However, the issue with the poker analogy in Bring on the Cats is that I don’t believe that Texas is bluffing at all: they have the nuts in this scenario and all of the other Big XII schools are going to lose one way or another (either through not getting any type of better revenue sharing in the conference or Texas actually leaving).  At the same time, while Missouri might be scared back into its place since a Big Ten invitation really isn’t imminent, Colorado could leave for the Pac-10 anyway and take down the proverbial house of cards itself.  In that case, Texas would bolt anyway.

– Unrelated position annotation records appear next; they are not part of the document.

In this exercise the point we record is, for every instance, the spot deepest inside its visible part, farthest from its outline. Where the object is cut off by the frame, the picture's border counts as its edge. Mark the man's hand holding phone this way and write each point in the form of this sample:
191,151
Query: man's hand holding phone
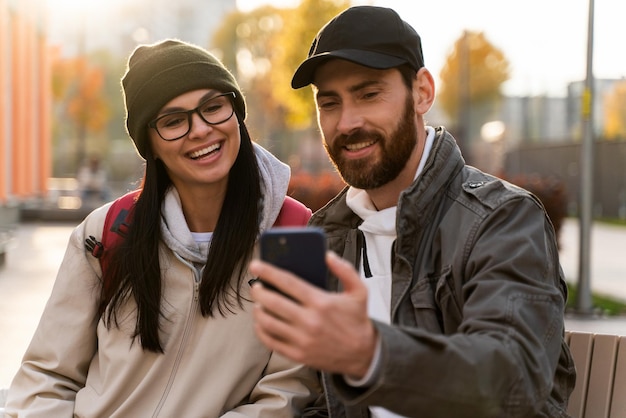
325,330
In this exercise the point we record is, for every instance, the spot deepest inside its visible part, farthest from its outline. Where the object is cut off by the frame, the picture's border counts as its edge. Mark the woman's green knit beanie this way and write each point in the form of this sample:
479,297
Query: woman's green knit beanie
159,72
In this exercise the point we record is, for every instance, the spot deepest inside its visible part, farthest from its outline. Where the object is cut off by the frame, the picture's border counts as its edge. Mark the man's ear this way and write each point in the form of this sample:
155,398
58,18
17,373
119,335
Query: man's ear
423,91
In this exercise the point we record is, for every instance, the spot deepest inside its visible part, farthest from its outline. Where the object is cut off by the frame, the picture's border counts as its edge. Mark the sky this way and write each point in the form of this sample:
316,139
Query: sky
545,41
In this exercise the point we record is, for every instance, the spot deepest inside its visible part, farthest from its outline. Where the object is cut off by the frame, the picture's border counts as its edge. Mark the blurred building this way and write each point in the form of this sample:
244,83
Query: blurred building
119,26
25,102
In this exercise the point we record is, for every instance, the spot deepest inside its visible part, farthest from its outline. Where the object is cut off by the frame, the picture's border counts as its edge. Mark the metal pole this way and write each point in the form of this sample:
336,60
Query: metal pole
584,303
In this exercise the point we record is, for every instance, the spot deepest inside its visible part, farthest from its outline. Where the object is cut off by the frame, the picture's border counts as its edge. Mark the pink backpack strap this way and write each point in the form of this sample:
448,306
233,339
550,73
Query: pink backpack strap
293,213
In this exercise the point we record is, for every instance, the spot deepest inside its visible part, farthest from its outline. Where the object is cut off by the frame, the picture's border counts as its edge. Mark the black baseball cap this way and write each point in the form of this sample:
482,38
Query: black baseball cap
375,37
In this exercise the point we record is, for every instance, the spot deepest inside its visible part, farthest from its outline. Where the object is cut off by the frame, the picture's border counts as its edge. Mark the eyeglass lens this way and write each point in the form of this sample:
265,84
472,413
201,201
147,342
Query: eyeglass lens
214,111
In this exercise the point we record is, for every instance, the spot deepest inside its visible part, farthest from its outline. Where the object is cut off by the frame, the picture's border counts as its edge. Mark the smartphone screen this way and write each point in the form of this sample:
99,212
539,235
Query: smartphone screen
300,250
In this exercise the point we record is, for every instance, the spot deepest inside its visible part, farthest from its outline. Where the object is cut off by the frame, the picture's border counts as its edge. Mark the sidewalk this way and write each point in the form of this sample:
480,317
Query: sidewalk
26,281
608,271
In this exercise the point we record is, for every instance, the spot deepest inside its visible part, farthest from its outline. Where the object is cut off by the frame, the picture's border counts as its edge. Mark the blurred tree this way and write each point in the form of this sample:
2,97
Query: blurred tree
615,112
77,89
263,48
474,71
470,92
293,43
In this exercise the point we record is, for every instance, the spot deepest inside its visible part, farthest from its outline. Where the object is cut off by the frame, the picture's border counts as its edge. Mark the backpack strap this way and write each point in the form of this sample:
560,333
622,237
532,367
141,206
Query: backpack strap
293,213
115,227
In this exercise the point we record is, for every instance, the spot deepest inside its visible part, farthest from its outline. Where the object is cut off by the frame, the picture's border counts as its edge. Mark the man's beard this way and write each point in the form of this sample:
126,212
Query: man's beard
396,150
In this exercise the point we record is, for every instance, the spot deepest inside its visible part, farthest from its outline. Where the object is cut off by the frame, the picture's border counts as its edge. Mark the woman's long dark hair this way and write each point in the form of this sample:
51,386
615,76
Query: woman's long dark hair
134,266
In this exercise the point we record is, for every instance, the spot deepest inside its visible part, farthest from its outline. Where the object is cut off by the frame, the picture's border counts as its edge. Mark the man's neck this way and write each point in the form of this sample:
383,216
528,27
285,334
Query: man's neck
387,195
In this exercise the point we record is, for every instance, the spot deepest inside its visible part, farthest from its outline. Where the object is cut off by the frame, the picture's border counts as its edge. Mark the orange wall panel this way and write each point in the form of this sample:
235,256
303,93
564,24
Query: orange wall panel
4,24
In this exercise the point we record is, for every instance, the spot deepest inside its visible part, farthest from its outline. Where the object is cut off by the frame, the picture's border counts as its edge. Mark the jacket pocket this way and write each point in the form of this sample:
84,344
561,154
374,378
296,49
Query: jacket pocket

7.  The Big XII won’t magically sign a new TV contract that is anywhere close to what the Big Ten and SEC are receiving today – Another popular argument from non-Texas Big XII fans is that the Big XII will supposedly sign a much better TV contract over the next few years that will be competitive with the Big Ten and SEC.  While I’m not a television executive, let me point out exactly why this is not a reasonable proposition whatsoever.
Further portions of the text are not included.